The calculator technique in the preceding paragraph illustrates a straightforward way to do the math. If you include all the numbers in order as they appear, you will have less chance of making an error. Many times students have been observed gathering all the numbers in the numerator, gathering all the numbers in the denominator, presenting a new fraction of the collected numbers, and then doing the division to find an answer. While this method is not wrong, the extra handling of the numbers has seen to produce many more errors.

This example starts at "mass given" and goes through the mol ratio to "mass find."
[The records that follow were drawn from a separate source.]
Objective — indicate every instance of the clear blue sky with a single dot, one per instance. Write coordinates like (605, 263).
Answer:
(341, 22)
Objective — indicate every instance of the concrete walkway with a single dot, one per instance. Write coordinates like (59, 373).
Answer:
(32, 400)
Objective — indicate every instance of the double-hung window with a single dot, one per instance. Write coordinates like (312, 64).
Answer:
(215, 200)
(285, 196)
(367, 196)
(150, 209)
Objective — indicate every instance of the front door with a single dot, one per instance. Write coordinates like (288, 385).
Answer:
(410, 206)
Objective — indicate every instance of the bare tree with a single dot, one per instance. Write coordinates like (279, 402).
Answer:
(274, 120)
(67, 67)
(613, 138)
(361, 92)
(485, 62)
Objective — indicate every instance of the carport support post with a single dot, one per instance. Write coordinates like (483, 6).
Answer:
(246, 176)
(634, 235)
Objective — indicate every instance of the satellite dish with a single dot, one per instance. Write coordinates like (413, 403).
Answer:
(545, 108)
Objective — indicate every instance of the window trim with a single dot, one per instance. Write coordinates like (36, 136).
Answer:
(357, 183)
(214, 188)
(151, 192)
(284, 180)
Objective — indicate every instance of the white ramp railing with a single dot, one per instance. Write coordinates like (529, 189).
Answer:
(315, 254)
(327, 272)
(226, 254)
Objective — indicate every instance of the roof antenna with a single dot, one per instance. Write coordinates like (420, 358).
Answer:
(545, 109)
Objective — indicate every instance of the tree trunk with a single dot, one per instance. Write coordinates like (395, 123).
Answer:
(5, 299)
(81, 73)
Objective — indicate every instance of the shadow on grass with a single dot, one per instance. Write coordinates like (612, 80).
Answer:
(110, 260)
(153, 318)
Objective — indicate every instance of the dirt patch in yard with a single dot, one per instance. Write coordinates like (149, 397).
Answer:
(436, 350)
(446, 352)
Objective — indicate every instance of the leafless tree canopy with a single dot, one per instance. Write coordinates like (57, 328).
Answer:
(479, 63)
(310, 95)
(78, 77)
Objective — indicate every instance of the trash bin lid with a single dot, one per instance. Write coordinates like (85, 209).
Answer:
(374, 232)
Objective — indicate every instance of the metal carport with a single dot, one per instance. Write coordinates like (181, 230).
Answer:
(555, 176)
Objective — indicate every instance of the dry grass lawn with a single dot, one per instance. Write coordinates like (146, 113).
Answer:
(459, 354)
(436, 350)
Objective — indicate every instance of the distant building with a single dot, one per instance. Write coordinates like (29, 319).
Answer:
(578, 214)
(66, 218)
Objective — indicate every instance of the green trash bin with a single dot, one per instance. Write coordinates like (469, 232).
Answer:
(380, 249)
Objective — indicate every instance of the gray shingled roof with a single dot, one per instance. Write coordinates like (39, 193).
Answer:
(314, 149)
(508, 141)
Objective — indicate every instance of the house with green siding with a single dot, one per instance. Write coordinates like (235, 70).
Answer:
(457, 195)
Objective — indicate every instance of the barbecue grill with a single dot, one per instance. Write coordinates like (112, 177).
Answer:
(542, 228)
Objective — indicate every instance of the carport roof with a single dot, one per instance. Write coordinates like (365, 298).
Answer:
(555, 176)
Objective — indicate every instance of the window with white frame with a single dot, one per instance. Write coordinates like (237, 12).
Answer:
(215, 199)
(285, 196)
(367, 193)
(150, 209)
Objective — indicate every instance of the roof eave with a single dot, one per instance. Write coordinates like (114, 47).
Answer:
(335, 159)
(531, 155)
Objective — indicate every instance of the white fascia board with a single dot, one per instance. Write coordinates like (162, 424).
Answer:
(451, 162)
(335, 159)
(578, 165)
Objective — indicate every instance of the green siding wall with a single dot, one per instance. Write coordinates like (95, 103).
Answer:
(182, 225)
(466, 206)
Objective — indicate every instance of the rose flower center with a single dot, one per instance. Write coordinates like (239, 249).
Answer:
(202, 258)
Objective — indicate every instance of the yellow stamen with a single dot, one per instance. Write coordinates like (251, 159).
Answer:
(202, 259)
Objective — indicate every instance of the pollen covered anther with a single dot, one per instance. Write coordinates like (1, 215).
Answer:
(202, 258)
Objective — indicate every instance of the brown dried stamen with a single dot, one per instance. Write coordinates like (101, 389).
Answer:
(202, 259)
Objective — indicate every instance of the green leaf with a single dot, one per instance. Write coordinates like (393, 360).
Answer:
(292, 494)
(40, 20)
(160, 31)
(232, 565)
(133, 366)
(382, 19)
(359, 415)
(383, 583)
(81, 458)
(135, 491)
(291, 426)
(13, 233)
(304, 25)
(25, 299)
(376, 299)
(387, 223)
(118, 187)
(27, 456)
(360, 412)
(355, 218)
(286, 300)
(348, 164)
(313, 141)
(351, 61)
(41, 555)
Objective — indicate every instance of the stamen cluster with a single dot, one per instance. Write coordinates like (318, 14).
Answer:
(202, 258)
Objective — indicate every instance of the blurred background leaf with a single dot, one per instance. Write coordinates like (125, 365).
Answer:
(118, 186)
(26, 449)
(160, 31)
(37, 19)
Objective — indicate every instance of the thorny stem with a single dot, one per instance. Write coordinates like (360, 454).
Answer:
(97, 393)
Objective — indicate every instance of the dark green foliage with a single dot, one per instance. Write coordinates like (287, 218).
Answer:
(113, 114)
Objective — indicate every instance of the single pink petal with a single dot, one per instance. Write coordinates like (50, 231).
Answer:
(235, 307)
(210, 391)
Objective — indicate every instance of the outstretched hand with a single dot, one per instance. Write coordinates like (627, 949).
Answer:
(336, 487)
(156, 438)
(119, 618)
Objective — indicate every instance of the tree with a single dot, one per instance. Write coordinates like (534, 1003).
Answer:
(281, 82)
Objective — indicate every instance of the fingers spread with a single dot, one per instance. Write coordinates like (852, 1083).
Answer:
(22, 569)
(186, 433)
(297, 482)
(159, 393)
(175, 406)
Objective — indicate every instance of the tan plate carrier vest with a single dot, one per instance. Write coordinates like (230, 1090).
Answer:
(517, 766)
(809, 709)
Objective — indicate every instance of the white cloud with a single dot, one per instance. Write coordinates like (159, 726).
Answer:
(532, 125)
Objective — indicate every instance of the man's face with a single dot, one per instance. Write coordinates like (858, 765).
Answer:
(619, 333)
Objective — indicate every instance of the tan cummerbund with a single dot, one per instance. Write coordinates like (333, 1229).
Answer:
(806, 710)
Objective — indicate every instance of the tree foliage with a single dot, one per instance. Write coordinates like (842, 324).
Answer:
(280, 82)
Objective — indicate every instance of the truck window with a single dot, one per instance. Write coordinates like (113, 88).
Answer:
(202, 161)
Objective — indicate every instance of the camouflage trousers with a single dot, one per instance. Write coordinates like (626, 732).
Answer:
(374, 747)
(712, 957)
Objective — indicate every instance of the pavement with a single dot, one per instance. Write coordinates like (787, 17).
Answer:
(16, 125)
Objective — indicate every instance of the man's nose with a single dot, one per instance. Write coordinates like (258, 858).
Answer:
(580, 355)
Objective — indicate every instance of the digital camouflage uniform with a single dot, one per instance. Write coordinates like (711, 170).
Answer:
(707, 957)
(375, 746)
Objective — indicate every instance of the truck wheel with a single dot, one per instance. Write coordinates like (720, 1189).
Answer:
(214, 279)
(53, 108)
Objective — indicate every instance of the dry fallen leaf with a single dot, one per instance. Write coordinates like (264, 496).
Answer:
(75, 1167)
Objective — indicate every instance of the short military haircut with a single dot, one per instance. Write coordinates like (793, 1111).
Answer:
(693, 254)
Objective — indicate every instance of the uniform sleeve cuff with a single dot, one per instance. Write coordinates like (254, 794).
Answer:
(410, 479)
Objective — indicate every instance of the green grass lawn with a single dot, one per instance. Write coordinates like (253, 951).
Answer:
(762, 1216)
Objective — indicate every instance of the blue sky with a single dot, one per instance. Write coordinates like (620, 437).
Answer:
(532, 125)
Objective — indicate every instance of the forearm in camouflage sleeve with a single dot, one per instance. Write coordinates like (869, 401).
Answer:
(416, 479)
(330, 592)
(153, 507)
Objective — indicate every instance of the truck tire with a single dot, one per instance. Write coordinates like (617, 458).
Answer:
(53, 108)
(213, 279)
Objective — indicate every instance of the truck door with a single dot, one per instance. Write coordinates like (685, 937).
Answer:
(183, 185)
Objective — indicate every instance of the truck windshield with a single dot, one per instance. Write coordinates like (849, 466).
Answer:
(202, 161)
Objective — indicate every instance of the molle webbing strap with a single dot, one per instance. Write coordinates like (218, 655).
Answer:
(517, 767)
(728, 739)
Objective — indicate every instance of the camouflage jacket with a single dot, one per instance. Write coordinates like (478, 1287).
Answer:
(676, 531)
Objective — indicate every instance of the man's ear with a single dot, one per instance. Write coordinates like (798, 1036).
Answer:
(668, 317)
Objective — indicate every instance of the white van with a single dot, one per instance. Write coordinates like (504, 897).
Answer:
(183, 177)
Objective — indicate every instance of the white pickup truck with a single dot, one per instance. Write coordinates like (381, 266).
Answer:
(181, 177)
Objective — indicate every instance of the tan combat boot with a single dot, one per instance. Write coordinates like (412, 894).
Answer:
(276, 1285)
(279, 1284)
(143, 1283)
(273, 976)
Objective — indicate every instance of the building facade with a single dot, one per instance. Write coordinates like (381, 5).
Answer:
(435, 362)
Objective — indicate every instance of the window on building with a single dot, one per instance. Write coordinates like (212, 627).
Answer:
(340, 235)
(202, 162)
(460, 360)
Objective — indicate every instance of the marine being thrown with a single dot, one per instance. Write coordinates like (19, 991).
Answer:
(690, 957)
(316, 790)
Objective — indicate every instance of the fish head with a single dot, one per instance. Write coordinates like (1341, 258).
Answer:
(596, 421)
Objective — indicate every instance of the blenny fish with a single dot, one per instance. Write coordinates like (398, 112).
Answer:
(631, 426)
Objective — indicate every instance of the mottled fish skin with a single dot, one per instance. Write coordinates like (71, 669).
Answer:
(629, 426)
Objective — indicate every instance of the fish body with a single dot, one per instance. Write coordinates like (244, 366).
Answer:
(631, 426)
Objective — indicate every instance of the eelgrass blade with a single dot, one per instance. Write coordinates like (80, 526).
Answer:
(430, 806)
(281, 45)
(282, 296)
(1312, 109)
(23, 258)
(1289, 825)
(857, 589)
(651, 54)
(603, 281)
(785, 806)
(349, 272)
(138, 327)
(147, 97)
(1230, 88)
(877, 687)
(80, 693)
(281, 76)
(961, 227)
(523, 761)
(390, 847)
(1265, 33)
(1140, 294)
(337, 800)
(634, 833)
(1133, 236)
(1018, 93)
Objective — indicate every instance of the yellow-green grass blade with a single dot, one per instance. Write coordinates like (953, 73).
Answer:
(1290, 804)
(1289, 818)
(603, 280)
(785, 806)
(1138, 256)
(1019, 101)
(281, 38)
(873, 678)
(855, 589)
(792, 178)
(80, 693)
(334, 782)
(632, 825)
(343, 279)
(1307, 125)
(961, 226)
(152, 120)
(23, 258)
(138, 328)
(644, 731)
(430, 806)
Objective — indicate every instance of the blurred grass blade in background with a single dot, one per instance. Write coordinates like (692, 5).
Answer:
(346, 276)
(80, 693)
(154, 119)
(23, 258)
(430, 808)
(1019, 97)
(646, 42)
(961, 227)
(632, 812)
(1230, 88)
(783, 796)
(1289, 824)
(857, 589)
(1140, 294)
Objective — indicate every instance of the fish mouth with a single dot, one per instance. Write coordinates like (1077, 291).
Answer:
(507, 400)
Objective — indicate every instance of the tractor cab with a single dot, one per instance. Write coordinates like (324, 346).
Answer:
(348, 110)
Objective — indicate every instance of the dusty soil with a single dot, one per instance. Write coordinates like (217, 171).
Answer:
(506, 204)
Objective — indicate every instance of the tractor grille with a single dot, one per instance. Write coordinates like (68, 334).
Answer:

Notice by the chart above we may get the number of mols of material given if we change the mass by the formula weight, but in our continuous running math problem, we don't have to stop and calculate a number of mols. Students who insist on doing problems piecemeal tend to get more calculator errors.

The more traditional formula for converting mols to mass would be, where Fw is the formula weight, m is the mass, and n is the number of mols: n x Fw = m. You should be able to "see" these formula relationships on the roadmap.